Inside This Issue - News
Judge blocks Medicaid cuts in Washington state
April 20th, 2009
TACOMA, Wash. – Pharmacy groups earlier this month hailed a federal judge for temporarily blocking a Medicaid pharmacy reimbursement cut in Washington state.
U.S. District Judge Robert Bryan on March 31 issued a temporary restraining order against the cut, which was due to take effect at midnight that night. The plan to implement the cut failed to meet procedural requirements and was unfair to pharmacies, Bryan ruled.
He said he would decide by April 9 whether to lift the restraining order or issue a preliminary injunction halting the cut indefinitely. But he later postponed his decision until May 18, leaving the restraining order in place until that date.
The Washington State Pharmacy Association, the National Association of Chain Drug Stores and the National Community Pharmacists Association filed a joint lawsuit on March 30 challenging the plan to cut reimbursement for brand name drugs to the average wholesale price minus 20%. That would make the state’s reimbursement rate the lowest in the nation.
“This is a tremendous victory for patients and pharmacy in Washington state,” NACDS president and chief executive officer Steve Anderson said this month. “While we still have a fight ahead of us in permanently preventing these cuts from taking effect, the court’s ruling will help stave off the cuts so that patients are able to access their prescription medications and other services from their neighborhood pharmacy.

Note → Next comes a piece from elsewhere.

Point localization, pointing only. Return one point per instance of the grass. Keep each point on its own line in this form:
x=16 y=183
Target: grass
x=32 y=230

“This poorly calculated effort to save money only penalizes Washingtonians, and the potential costs to patients and health care over the long term could certainly be more devastating.”
The cut would have meant dispensing many drugs at a loss, said Julie Akers, pharmacy district manager at Seattle-based Bartell Drug. Bartell announced that it would accept no new Medicaid patients if the cut went through.
Walgreen Co. announced that it would withdraw 44 of its pharmacies from the state’s Medicaid program as of May 1 if the cut took effect. The pharmacies represent more than 60% of the company’s Medicaid business in the state and are found in large and small communities.
“The state could fill its Medicaid budget gap in a number of other ways,” said Walgreens senior vice president of pharmacy Kermit Crawford. “As an example, independent and chain pharmacies have identified as much as $90 million in potential savings through more effective medication management. These are sound alternatives to payment cuts to pharmacies.”
Walgreens does more than the average Washington pharmacy to save the state money by filling prescriptions with generics, added Crawford. The drug chain fills 77% of state Medicaid prescriptions with generics; the state average is 63%. Bringing the average up to Walgreens’ level “could, by itself, provide the Medicaid program with the savings it’s looking for,” he said.
Washington has “the worst payment rate in the country for brand name medications” and one of the worst for generics, Crawford pointed out. “We can’t operate as usual under that situation.”